For me, life is all about balancing those two. I find truth in science, reason and evidence. The scientific method is the single best tool we have for finding out what is real and how things work. In my understanding of science, this rules out a lot of religious or magical ideas as impossible. Yet I find meaning in druidry, in spending time in nature, in doing ritual. This is not a contradiction, though there are those on both sides who would say that it is.
When we go beyond what we know with science, the only honest response is ‘I don’t know’. I am an atheist with regard to anthopomorphic gods in the sky who answer (some) prayers, perform (some) miracles and care about our sex lives, but agnostic with regard to a deistic first cause or a pantheistic world-soul. ‘I don’t know’ doesn’t sound too satisfying, but I think it’s better than making stuff up and declaring it absolute ‘Truth’. By the way, anyone who capitalises ‘Truth’ is probably lying.
As John Beckett says:
Does this mean we shouldn’t care about religious and theological truth? No. Truth is what is. Building our meaning on what is true is better than building on what is plausible, and building on what is plausible is better than building on what is false…We will get closer to truth by searching diligently for it than we will by unquestioningly accepting what we’ve always been taught or always assumed was true. Not only does the evidence we find give us a better (not perfect, but better) foundation for meaning, but the search itself becomes a source of meaning.
My druidry is not about believing in a pantheon of Celtic gods and goddesses, or spirits and fairies and magic. It isn’t about faith, and it certainly isn’t about accepting extraordinary claims without extraordinary evidence.. It’s about building meaning on the foundation of truth. I think that’s not a bad place to start.
This article first appeared at Endless Erring.

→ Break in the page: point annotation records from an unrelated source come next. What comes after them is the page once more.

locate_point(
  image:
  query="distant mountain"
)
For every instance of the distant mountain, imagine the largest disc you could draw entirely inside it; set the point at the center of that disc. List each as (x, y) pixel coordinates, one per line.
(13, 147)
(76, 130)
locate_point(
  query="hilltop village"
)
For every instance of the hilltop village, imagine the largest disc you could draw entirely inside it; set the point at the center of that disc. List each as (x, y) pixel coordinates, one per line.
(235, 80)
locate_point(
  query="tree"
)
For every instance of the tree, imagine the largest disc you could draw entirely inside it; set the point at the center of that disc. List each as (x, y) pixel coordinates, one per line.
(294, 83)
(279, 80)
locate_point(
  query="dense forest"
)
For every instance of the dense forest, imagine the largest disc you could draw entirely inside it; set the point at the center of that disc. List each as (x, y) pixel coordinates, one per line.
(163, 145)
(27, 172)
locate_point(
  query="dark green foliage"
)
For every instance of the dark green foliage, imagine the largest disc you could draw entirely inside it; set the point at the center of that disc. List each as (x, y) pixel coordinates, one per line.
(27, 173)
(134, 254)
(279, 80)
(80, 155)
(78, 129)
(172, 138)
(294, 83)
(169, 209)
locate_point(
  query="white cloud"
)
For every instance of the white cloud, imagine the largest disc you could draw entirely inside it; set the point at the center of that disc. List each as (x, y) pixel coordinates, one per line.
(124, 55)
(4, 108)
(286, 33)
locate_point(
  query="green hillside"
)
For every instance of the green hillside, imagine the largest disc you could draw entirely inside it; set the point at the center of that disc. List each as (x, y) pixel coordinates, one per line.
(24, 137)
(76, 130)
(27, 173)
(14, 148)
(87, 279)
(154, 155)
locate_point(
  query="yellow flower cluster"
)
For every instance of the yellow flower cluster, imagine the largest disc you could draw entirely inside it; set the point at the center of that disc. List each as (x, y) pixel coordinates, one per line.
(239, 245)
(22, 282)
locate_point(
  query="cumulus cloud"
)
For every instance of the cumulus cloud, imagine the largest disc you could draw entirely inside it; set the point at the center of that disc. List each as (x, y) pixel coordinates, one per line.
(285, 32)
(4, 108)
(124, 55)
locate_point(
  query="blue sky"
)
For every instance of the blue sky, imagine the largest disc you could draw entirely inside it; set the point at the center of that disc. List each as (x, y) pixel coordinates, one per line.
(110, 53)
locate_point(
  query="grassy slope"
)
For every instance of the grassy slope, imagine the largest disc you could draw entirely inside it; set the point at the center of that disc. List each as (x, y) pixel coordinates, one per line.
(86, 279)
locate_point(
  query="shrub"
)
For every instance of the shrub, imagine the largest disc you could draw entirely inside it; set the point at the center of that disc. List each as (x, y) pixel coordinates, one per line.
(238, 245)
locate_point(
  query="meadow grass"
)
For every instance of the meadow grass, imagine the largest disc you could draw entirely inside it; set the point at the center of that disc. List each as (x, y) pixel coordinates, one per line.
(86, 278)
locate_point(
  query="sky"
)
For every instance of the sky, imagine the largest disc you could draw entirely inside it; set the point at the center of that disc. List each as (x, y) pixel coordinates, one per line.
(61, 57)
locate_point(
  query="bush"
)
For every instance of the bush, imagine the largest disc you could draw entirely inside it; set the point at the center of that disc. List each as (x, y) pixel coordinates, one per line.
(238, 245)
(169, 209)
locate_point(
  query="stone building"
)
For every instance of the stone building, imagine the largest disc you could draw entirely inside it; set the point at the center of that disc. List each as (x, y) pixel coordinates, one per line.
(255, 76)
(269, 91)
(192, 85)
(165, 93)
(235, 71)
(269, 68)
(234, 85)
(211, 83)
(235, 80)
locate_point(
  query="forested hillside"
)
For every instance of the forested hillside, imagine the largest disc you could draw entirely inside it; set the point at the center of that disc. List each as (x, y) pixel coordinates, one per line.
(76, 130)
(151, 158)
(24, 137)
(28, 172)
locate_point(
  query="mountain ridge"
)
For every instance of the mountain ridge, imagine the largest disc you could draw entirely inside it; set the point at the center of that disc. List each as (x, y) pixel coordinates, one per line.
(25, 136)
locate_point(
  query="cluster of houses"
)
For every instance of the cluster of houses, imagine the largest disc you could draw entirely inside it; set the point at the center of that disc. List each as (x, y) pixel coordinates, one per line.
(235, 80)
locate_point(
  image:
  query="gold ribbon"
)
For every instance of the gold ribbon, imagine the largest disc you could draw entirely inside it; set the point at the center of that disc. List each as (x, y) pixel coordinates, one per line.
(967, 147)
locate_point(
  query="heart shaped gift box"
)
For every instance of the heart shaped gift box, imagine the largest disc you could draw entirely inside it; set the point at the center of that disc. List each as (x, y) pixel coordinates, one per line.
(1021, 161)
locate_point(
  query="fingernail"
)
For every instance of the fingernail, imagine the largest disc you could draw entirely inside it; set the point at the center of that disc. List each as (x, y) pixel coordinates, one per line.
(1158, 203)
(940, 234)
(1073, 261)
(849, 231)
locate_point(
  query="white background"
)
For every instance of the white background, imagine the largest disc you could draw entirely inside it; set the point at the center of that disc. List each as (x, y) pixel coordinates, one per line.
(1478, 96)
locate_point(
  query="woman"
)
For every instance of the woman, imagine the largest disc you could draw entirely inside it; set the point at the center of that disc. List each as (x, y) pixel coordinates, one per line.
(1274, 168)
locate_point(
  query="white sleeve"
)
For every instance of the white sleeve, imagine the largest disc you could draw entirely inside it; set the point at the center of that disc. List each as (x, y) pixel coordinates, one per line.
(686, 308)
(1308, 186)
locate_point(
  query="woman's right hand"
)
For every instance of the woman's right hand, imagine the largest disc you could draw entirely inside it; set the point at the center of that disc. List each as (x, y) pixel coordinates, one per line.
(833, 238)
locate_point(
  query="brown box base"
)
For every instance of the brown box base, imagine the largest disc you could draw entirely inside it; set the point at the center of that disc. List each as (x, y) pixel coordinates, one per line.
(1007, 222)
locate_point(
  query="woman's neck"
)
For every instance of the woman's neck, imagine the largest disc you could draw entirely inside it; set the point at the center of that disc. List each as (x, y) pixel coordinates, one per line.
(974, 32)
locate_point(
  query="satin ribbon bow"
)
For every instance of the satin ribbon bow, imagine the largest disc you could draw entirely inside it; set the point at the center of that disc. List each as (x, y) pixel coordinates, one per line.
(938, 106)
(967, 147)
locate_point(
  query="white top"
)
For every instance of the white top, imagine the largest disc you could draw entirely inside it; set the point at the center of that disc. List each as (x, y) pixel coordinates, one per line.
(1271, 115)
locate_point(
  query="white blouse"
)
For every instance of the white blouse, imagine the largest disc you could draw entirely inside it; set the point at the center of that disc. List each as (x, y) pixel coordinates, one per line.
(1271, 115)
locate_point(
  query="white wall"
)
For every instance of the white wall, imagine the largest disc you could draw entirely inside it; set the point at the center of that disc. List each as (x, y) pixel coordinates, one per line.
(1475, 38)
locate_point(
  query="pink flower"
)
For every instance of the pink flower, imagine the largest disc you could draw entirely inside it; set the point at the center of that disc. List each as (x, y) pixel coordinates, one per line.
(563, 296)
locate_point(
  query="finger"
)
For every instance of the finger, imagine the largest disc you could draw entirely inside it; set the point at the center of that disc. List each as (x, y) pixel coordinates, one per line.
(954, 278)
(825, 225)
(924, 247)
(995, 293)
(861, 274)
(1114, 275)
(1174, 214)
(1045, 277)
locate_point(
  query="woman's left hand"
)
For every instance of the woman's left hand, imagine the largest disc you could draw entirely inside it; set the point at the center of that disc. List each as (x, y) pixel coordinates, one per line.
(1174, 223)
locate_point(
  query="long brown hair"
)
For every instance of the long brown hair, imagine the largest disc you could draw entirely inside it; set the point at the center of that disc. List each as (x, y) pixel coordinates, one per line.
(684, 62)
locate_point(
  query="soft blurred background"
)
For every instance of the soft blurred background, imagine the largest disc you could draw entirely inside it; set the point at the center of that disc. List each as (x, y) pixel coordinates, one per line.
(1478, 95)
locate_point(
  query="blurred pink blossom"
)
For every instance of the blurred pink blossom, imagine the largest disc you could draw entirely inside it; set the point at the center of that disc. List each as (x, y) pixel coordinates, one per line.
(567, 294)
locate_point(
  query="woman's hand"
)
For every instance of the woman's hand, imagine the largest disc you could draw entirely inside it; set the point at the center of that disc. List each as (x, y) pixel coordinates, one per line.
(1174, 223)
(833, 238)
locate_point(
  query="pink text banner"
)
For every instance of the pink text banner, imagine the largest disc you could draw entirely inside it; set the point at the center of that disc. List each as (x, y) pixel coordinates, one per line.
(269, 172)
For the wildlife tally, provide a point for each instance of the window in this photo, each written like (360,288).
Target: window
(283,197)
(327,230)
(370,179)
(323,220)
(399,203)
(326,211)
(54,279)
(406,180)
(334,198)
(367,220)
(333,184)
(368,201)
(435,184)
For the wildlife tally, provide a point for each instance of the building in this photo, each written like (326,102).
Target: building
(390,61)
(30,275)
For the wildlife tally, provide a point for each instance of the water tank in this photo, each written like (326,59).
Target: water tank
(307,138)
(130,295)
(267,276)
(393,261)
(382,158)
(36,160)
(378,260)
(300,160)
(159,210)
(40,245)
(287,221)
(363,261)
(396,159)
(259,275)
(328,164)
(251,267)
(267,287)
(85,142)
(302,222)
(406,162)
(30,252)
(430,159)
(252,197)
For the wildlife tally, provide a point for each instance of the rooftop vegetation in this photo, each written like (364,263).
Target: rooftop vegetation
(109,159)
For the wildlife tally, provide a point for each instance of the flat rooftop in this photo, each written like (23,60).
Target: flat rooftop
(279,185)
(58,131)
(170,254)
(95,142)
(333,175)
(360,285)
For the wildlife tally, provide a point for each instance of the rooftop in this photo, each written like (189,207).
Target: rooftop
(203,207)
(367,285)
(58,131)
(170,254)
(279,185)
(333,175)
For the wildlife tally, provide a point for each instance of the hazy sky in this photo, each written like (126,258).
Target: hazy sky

Treeshrew: I’m an aspiring naturalist druid. I don’t believe in gods, spirits or magic but I do love nature and think the universe is a pretty amazing place. My personal beliefs fluctuate a bit, but could generally be described as atheist, agnostic, animist, pantheist or any combination thereof. I believe that science is the best way to understand reality and our place in it, and I find that the practices of modern druidry are beneficial for creating a sense of meaningful relationship with the inter-connected natural world of which we humans are a small part.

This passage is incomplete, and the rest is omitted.